Galveston County appraisal district. Property I'd
R296477


----------



## LaddH (Sep 29, 2011)

LaddH said:


> Galveston County appraisal district. Property I'd
> R296477


I don't see anything that looks like public access. That is a drag. Hard to say if he is the owner or has the owners permission to be there.


----------



## RedXCross (Aug 7, 2005)

He's just looking for a Lil donation to his Capt. Morgan affliction or possible Mad Dawg 20/20? It goes extremely well with Peanut butter and Jelly sammiches:rotfl:


----------



## kickingback (Dec 20, 2013)

LaddH said:


> I don't see anything that looks like public access. That is a drag. Hard to say if he is the owner or has the owners permission to be there.
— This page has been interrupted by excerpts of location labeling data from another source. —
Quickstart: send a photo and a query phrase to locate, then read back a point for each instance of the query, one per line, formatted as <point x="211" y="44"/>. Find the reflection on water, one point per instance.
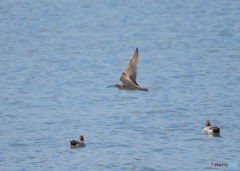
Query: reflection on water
<point x="212" y="135"/>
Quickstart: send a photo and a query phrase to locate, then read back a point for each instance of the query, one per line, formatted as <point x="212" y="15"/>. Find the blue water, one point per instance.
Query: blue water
<point x="57" y="57"/>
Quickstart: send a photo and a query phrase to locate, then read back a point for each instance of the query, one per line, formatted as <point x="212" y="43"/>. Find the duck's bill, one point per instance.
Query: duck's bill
<point x="110" y="86"/>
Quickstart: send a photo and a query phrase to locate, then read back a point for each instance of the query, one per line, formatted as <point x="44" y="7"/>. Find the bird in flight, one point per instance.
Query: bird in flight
<point x="129" y="78"/>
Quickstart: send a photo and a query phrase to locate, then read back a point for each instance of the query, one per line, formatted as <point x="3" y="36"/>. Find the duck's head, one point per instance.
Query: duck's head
<point x="81" y="138"/>
<point x="207" y="123"/>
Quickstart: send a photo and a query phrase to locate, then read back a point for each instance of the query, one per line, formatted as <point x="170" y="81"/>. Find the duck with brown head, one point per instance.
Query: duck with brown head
<point x="79" y="143"/>
<point x="211" y="129"/>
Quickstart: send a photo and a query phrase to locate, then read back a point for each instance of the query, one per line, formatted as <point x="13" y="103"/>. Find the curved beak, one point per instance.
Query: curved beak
<point x="110" y="86"/>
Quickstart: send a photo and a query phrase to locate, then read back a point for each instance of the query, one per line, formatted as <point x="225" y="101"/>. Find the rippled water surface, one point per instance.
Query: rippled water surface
<point x="57" y="57"/>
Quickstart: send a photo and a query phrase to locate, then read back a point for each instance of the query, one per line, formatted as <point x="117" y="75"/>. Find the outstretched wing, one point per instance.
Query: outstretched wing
<point x="131" y="69"/>
<point x="126" y="81"/>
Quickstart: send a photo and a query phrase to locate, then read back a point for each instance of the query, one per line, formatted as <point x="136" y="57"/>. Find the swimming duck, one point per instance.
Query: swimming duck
<point x="79" y="143"/>
<point x="211" y="129"/>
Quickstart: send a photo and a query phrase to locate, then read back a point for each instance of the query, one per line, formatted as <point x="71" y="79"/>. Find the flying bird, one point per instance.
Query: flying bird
<point x="129" y="79"/>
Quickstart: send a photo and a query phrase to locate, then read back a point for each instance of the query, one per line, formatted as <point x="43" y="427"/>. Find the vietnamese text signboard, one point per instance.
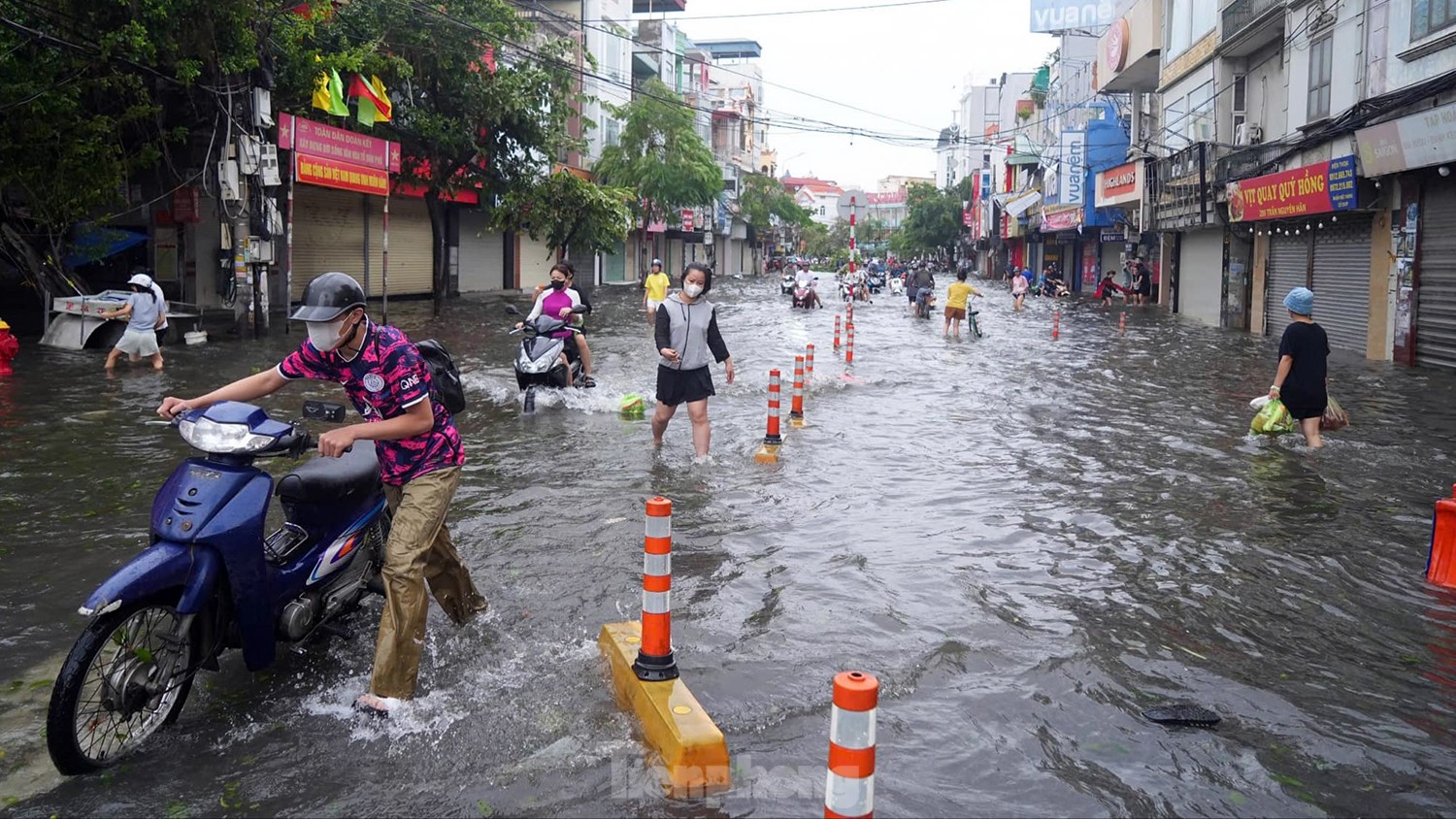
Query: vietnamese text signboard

Again...roads are not owned by PEOPLE!!! The state owns and maintains the roads. Either by means of distributing funds to the county or city or by doing it themselves. Either way the point is moot. Do you think he can afford a concrete, asphalt or gravel road all the way through and around his property? I owned a home on one acre and had an asphalt driveway laid. Cost me $1200 for about 125' x 10'. For him to pay for a road he would have to have well over $10K to shell out for the road and then there is maintenance. If the road has potholes and is old and needs work then he probably owns it. If not then drive on through becasue your tax dollars paid for it one way or another.
Common sense if you think about it or remember your high school government class. I know it was a long time ago for some but you were taught about how the system works.


----------



## LaddH (Sep 29, 2011)

kickingback said:


> Again...roads are not owned by PEOPLE!!! The state owns and maintains the roads. Either by means of distributing funds to the county or city or by doing it themselves. Either way the point is moot. Do you think he can afford a concrete, asphalt or gravel road all the way through and around his property? I owned a home on one acre and had an asphalt driveway laid. Cost me $1200 for about 125' x 10'. For him to pay for a road he would have to have well over $10K to shell out for the road and then there is maintenance. If the road has potholes and is old and needs work then he probably owns it. If not then drive on through becasue your tax dollars paid for it one way or another.
> Common sense if you think about it or remember your high school government class. I know it was a long time ago for some but you were taught about how the system works.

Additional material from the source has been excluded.